God gives human a portion of the divine prerogative to take human life and thus guard society against murder. The mission to fill the earth is threatened by men as well as animals. Hence verses 5:
“I will require the blood of anyone who takes another person’s life.”
- Before the flood God kept for himself the whole prerogative to take life. You recall God threatened sevenfold vengeance on anyone who slays Cain, even though Cain was a murderer (4:15).
- But now God makes a provision for murder to be at least partly restrained by man. He makes murder a capital offense.
- God Makes a Covenant with Noah (Gen 9:11)
“Never again will floodwaters kill all living creatures; never again will a flood destroy the earth.”
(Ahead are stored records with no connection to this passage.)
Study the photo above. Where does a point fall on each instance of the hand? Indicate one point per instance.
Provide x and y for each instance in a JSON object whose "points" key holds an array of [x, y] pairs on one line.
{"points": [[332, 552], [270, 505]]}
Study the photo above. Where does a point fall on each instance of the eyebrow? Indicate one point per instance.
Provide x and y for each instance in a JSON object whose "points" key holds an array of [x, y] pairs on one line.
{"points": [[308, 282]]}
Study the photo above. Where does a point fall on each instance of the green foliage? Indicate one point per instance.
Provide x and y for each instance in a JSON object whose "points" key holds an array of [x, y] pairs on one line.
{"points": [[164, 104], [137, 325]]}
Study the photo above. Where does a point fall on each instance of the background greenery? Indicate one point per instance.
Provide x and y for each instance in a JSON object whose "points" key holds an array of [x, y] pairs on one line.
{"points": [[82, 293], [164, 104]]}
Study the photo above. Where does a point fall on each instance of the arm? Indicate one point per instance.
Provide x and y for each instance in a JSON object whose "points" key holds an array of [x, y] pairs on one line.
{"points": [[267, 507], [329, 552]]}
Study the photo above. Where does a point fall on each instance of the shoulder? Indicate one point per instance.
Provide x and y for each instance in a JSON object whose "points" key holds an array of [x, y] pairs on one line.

Finally, How shall the earth ever be filled with his glory if his wrath overflows again in a flood against sin? To protect everyone against this threat God makes a covenant with Noah and his sons in:
Genesis 9:11, “Never again will floodwaters kill all living creatures; never again will a flood destroy the earth.”
The same promise is stated positively in Genesis 8:22. As long as the world lasts, I will withhold universal judgment like this and preserve the order of creation.
The Epilogue to the Story of the Flood
The story of Noah and the flood is incomplete in itself. God still hates sin and no remedy was found. The story cries out for an epilogue.
And there is a final clue in the story about the epilogue to come. It’s found in Genesis 8:20. At the end of the flood and before God had made his covenant, “20 Then Noah built an altar to the Lord, and there he sacrificed as burnt offerings the animals and birds that had been approved for that purpose. 21 And the Lord was pleased with the aroma of the sacrifice and said to himself, “I will never again curse the ground because of the human race.’”
God’s gracious covenant with Noah was a response to a pure sacrifice. Is not this, too, a foreshadowing that God, who must find a remedy for sin, will find it in another greater sacrifice, namely, the sacrifice of his Son.
The final remedy for sin has been found. As Hebrews 9:26 says,
“If that had been necessary, Christ would have had to die again and again, ever since the world began. But now, once for all time, he has appeared at the end of the age to remove sin by his own death as a sacrifice.”
God still hates sin. We are still sinful. But God will never surrender his purpose to fill the earth with his glory. The final remedy is Jesus Christ. So come to him and discover the purpose for which you were made.